University of Hertfordshire Adaptive Systems Research Group Seminar
28 March 2001, Wednesday, 2 pm - 3 pm+ in Seminar Room 1F259
We examine the notions of meaning and information for animals or agents engaged in interaction games, and the organisation of communicative abilities in populations sharing an environment. Concepts from cognitive ethology, linguistics, semiotics, and evolution are surveyed. Innateness, individual learning, and social aspects (social learning and cultural transmission) in the evolution of communication are reviewed with particular attention to what classes of linguistic abilities have been and have not been demonstrated, including self-organisation of vocabularies, categorisation, deixis, predication, negation, compositional structure, and recursive syntax (-- these concepts will be introduced and illustrated in the talk).
Studies on animals and agents showing degrees of communication are reviewed and analysed with an eye to describing what aspects of communication have actually been demonstrated or, -- in the case of many simulation studies --- tacitly built-in to the system at the outset. For example, predication and syntactic constituent structure have never been shown to emerge in robotic or software studies (without bringing them in tacitly with the tools of computer science).
We also argue that stochastic effects of finite sampling and variational noise are the main mechanisms behind many claims for `self-organisation' and `diversity' of communication in simulation studies.
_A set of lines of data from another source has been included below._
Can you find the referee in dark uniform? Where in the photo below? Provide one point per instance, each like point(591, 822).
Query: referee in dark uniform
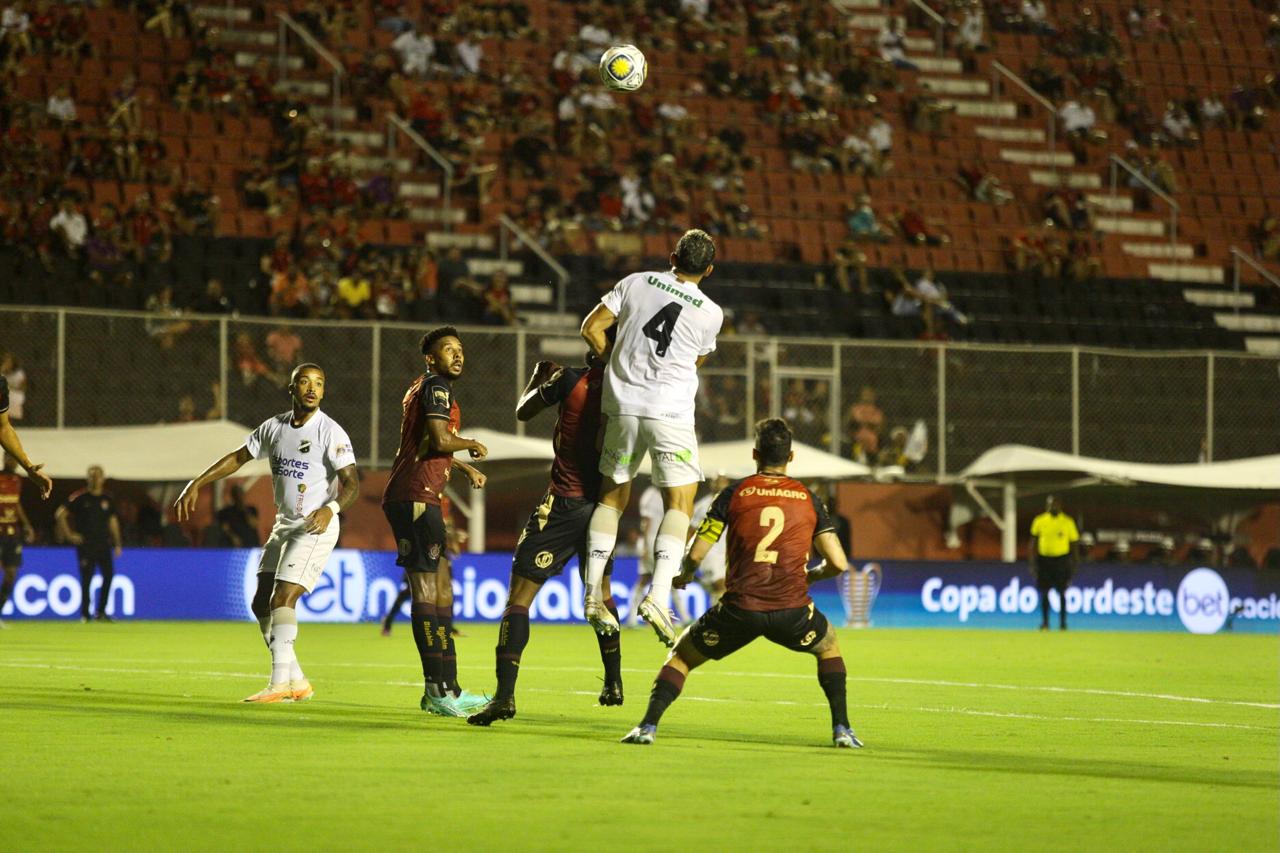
point(88, 521)
point(1054, 556)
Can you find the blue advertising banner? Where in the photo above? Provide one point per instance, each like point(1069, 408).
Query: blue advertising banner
point(360, 585)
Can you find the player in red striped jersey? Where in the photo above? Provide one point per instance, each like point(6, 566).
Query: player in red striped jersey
point(772, 523)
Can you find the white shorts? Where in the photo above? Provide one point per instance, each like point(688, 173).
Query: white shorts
point(296, 556)
point(672, 450)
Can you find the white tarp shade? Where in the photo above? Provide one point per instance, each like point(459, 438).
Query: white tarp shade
point(165, 452)
point(734, 459)
point(1019, 461)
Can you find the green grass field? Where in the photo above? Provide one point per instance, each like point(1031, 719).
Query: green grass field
point(129, 737)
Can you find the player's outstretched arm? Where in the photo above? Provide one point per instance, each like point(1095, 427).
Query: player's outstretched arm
point(186, 503)
point(833, 560)
point(530, 398)
point(595, 328)
point(12, 445)
point(438, 439)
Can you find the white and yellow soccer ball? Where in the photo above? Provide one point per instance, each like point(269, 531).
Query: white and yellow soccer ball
point(624, 68)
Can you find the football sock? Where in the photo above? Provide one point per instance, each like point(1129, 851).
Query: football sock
point(668, 548)
point(104, 592)
point(602, 536)
point(448, 651)
point(403, 596)
point(831, 676)
point(666, 688)
point(611, 647)
point(512, 638)
point(284, 632)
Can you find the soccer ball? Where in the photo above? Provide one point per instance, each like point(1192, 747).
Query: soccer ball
point(624, 67)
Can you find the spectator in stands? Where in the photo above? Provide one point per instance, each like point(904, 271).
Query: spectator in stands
point(863, 223)
point(863, 425)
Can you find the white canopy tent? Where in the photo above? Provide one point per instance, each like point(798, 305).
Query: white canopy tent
point(159, 454)
point(1016, 466)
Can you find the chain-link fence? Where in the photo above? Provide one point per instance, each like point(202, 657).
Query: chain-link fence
point(954, 401)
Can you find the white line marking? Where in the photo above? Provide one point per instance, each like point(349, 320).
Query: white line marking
point(972, 712)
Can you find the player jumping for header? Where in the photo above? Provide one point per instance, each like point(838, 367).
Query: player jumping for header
point(314, 477)
point(666, 328)
point(771, 520)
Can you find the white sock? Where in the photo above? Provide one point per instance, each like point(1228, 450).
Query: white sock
point(602, 536)
point(284, 632)
point(668, 548)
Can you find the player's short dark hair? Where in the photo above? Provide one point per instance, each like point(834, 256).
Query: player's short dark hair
point(305, 365)
point(773, 441)
point(694, 252)
point(435, 334)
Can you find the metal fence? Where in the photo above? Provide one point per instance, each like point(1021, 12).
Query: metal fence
point(96, 368)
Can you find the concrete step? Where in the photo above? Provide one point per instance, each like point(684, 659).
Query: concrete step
point(455, 215)
point(533, 293)
point(442, 240)
point(1010, 133)
point(964, 86)
point(1264, 323)
point(490, 265)
point(937, 64)
point(247, 37)
point(410, 190)
point(1187, 273)
point(365, 138)
point(1264, 346)
point(1130, 226)
point(1023, 156)
point(1115, 204)
point(1074, 179)
point(1178, 251)
point(237, 14)
point(1219, 299)
point(247, 59)
point(982, 109)
point(305, 87)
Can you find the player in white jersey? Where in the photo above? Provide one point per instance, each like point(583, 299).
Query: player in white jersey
point(711, 570)
point(666, 328)
point(314, 475)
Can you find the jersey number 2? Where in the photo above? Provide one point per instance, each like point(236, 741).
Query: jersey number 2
point(662, 324)
point(773, 519)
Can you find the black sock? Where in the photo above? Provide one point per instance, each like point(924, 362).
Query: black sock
point(512, 638)
point(405, 594)
point(666, 688)
point(448, 651)
point(104, 592)
point(831, 676)
point(86, 578)
point(611, 647)
point(424, 637)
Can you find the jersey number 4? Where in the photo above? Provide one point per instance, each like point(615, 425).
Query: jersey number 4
point(662, 324)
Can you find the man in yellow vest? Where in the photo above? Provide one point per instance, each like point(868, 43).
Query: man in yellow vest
point(1054, 556)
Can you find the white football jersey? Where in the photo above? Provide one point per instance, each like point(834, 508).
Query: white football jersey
point(305, 461)
point(664, 325)
point(652, 511)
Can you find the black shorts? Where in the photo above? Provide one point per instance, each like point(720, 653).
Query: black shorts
point(419, 530)
point(554, 533)
point(1052, 573)
point(725, 628)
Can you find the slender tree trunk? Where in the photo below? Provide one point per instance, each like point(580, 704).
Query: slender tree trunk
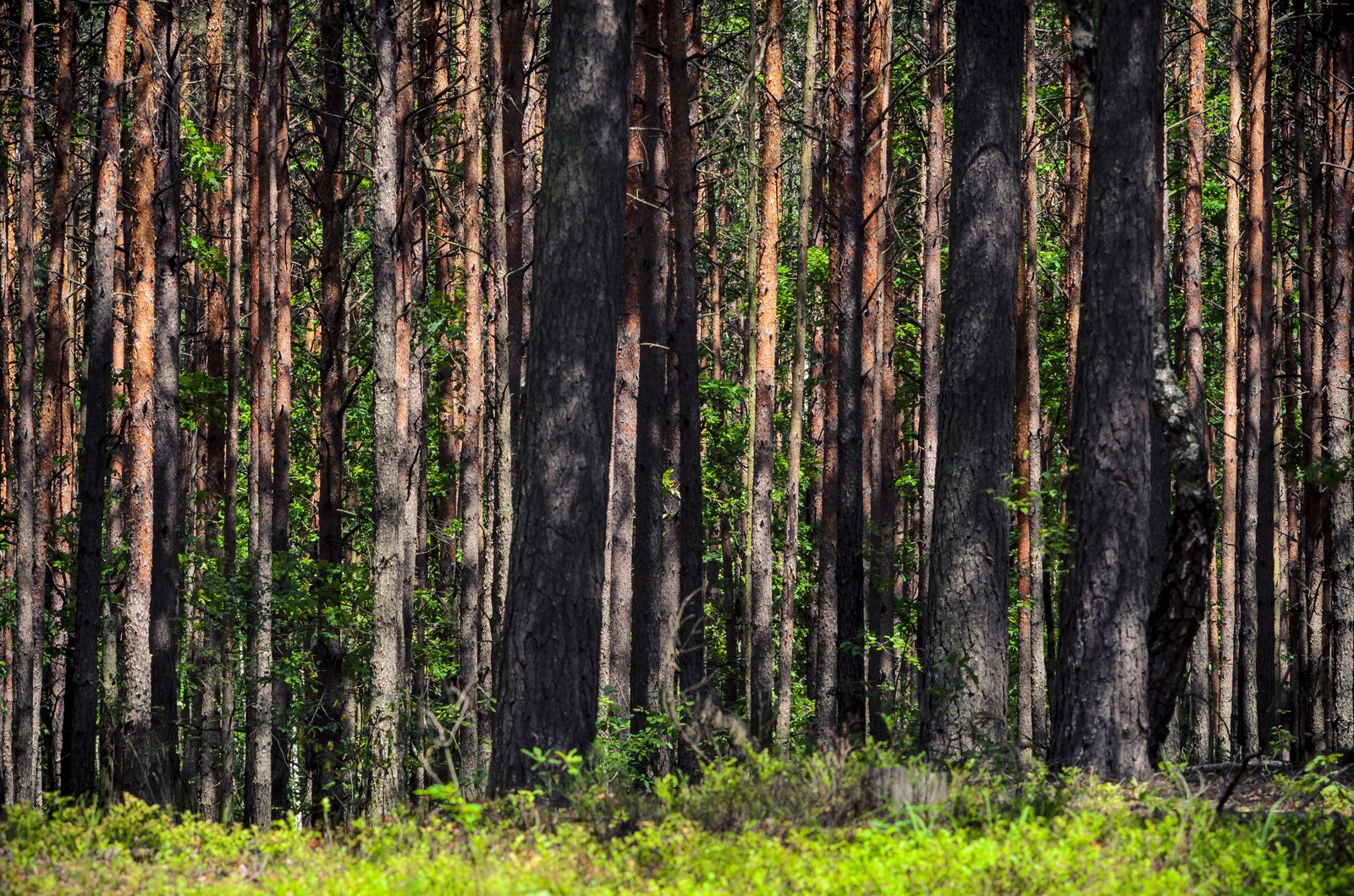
point(790, 562)
point(846, 278)
point(1231, 401)
point(259, 708)
point(137, 758)
point(27, 646)
point(553, 613)
point(79, 772)
point(392, 332)
point(1340, 563)
point(1192, 275)
point(1100, 706)
point(1032, 726)
point(965, 611)
point(933, 236)
point(1256, 611)
point(54, 431)
point(762, 711)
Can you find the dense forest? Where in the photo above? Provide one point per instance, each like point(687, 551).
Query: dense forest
point(440, 394)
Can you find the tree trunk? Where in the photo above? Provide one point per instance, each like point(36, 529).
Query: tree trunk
point(553, 613)
point(845, 178)
point(1256, 611)
point(58, 440)
point(790, 562)
point(79, 772)
point(167, 497)
point(1231, 401)
point(1032, 685)
point(27, 645)
point(259, 708)
point(1340, 563)
point(328, 652)
point(393, 449)
point(1192, 226)
point(137, 749)
point(471, 449)
point(762, 659)
point(965, 612)
point(1100, 706)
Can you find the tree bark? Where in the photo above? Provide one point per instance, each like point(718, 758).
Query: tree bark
point(963, 640)
point(79, 773)
point(1256, 611)
point(762, 658)
point(553, 613)
point(1100, 706)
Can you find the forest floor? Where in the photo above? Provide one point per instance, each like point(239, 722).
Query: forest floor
point(760, 826)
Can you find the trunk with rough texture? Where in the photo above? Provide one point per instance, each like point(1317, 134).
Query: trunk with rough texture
point(471, 448)
point(96, 397)
point(1100, 704)
point(1032, 684)
point(29, 554)
point(1231, 402)
point(259, 708)
point(933, 236)
point(328, 651)
point(393, 455)
point(56, 426)
point(653, 615)
point(167, 507)
point(963, 638)
point(1256, 661)
point(1192, 225)
point(553, 612)
point(1340, 562)
point(845, 279)
point(790, 563)
point(878, 415)
point(762, 659)
point(135, 750)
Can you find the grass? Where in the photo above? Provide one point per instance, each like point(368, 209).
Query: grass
point(757, 826)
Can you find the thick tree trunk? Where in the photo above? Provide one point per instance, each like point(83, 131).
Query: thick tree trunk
point(1100, 706)
point(79, 772)
point(553, 615)
point(965, 612)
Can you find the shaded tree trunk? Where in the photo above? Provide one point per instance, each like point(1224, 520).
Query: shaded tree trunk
point(963, 640)
point(79, 773)
point(553, 613)
point(1100, 706)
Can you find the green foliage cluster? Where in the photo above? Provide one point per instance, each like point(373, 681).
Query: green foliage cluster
point(762, 825)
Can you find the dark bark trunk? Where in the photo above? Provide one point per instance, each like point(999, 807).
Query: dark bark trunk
point(1100, 706)
point(965, 612)
point(553, 615)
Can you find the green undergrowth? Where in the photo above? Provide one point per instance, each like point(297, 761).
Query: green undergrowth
point(755, 826)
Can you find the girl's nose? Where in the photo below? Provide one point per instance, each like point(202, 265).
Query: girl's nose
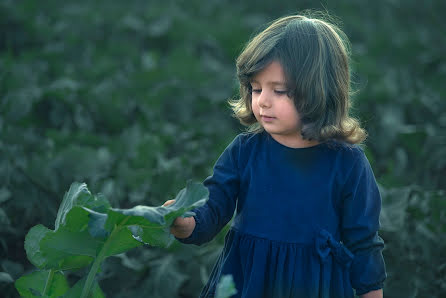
point(263, 101)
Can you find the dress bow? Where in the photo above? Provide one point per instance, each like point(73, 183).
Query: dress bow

Current work at the University of Hertfordshire by the speaker, J. Baillie, K. Dautenhahn, and research students addresses how some linguistic abilities can arise in populations of interacting agents. This seminar is intended to serve as a tutorial for new researchers in the field.
Reference:
C. L. Nehaniv, "The Making of Meaning in Societies: Semiotic &
Information-Theoretic Background to the Evolution of
Communication", Proc. AISB Symposium: Starting from Society - the
application of social analogies to computational systems, 19-20
April 2000, Society for the Study of Artificial Intelligence and
Adaptive Behaviour, pp. 73-84, 2000.